In the photo, Joseph Frugani and Roberta Bonato, founders of the InKonserva brand
“I turned 60 in 2019 and decided to change my life, focusing on my hobby of creating delicacies. My passion was experimenting and studying food, observing the various pairings, sometimes traditional and sometimes innovative and brave, but always aimed at exalting flavors and creating unique dishes that can be presented as precious works of art," explains Joseph Frugani.

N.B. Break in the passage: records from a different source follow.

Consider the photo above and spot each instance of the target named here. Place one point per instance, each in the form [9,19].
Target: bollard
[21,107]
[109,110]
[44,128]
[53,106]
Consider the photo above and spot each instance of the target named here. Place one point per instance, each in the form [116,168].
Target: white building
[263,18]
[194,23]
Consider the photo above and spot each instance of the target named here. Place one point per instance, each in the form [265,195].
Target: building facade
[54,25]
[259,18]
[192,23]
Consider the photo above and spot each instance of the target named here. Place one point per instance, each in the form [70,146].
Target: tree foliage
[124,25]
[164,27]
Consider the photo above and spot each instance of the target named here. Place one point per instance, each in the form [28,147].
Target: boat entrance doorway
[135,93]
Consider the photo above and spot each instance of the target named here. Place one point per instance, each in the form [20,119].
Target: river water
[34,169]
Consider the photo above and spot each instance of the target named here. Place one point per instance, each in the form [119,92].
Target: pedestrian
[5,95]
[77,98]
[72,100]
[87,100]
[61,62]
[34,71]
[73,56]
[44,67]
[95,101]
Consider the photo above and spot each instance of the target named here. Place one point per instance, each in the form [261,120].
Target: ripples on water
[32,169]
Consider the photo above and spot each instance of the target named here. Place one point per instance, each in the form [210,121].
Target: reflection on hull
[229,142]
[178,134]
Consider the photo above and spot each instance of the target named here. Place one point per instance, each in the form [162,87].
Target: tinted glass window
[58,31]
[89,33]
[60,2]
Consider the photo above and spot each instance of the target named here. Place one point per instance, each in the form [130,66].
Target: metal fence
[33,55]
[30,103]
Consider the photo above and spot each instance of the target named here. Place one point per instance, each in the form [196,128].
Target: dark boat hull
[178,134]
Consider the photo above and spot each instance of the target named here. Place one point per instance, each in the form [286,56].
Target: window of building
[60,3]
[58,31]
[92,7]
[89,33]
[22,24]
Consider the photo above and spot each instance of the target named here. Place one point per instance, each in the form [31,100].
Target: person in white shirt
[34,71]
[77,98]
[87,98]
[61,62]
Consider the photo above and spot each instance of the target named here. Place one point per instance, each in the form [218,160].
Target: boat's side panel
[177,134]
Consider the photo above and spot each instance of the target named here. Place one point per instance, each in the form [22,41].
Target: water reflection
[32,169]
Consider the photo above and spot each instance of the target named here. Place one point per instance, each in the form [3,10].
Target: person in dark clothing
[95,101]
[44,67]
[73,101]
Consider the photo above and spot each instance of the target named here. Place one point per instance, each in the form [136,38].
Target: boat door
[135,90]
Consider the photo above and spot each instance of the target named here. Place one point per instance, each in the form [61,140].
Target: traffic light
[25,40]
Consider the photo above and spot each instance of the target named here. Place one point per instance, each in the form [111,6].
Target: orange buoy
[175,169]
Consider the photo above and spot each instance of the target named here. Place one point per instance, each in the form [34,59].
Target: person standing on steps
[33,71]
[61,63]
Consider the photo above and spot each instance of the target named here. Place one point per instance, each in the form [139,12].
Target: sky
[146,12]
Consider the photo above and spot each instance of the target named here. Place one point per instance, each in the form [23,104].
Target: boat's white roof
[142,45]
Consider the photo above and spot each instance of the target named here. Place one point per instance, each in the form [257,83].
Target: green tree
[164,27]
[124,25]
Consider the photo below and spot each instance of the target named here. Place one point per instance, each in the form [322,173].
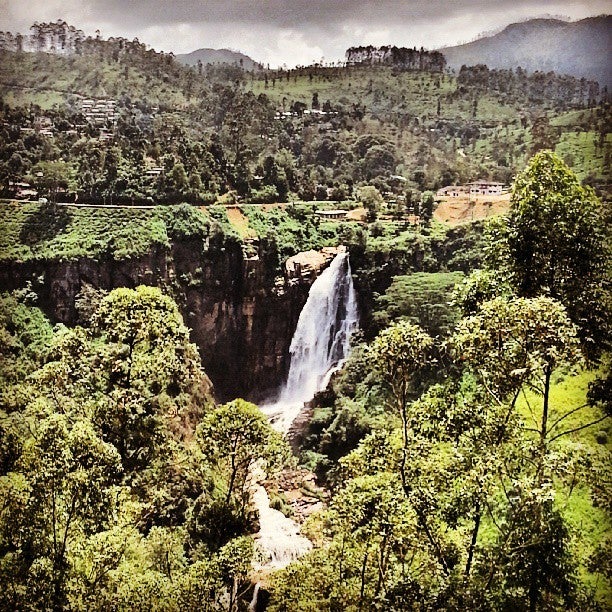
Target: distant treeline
[535,85]
[404,57]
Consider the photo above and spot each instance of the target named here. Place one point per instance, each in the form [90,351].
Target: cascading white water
[321,340]
[320,344]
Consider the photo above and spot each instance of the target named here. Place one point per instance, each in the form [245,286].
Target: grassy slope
[45,79]
[33,231]
[414,96]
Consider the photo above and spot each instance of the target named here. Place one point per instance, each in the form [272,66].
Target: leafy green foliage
[421,298]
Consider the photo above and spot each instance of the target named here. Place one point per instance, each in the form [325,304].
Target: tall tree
[558,244]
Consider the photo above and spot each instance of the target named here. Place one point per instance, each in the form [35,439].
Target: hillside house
[485,188]
[453,191]
[331,214]
[476,188]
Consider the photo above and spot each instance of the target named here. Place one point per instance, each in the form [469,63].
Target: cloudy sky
[289,31]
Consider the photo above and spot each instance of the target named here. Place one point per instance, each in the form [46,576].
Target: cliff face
[241,315]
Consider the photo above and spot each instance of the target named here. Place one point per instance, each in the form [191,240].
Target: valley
[324,337]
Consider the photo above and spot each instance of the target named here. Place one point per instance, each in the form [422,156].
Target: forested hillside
[163,229]
[118,122]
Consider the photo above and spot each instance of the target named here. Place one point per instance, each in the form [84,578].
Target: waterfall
[321,340]
[319,346]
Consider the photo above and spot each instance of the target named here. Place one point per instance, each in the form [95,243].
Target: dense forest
[175,133]
[462,452]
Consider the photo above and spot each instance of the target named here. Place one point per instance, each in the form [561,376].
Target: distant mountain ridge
[218,56]
[580,48]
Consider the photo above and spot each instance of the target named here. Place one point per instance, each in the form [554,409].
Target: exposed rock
[242,315]
[306,266]
[299,487]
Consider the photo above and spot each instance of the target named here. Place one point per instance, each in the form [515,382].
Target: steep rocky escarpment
[241,312]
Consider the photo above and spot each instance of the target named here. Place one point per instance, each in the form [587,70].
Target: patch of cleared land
[454,211]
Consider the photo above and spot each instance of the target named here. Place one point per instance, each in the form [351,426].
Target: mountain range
[217,56]
[580,48]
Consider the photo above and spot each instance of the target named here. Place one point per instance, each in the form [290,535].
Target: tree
[236,436]
[52,176]
[148,369]
[556,245]
[427,206]
[62,488]
[371,199]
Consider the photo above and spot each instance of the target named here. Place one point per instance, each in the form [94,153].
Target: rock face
[242,315]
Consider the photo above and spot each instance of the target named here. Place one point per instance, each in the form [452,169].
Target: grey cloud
[320,13]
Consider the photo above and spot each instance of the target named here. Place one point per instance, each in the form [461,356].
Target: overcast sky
[289,31]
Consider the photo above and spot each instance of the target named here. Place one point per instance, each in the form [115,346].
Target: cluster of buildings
[100,112]
[477,188]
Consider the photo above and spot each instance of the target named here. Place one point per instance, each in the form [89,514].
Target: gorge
[320,344]
[241,311]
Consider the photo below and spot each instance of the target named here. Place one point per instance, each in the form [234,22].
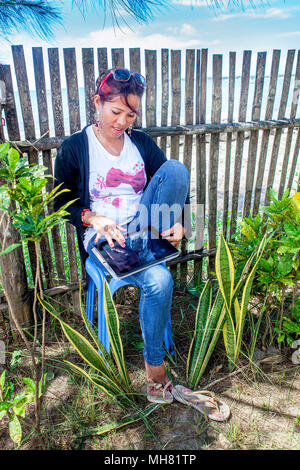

"With the same spirit, I started experimenting with preserving vegetables. It is an art that requires a careful selection of raw materials, as well as fantasy when it comes to innovation and scientific rigor for processing, as it needs technical times, patience and observation."
The leading product is white asparagus which, thanks to the extraordinary Venetian regional production, is a great protagonist of the local culinary tradition. They boast a characteristic bitter-sweet taste that sets them apart from all other asparagus species, they are tender and not woody and with a fresh appearance and aroma. They are peeled by hand and processed whole and uncooked to preserve their flavor and crunchiness. They are then placed in a sweet and sour liquid into 500 ml glass jars before being pasteurized. Other products are radicchio, borettana onions and artichokes, processed in brine with water, salt and vinegar. They are available in 300 ml to 3 kg jars.
"The company develops a variety of local recipes without using preservatives, colorings or other additives. A new product is our eggplant Kaponata, an alternative version of the traditional one which we make using dried tomatoes purchased from an Apulian producer, onions, eggplants, bell peppers and mint. We are also working to obtain the organic certification. We are already in contact with some producers, so the line will be ready next season."
"A version of the caponata without onion is also available, as celery is an allergen. Allergy to celery is in fact much more common than one would think and, even if it is lesser known, it can cause serious reactions."
The twenty-four month shelf-life for all products is the result of processing with a high technological content, which however employs the most ancient and common techniques traditionally used by local rural families.
The products are found in delicatessens, butcher's shops, wineries and high-end specialized stores both in Italy and abroad.
"The market for processed products is typical of winter months, as the majority of demand comes in between September and December. Things slow down in the summer, also because people tend to prefer fresh produce with the higher temperatures."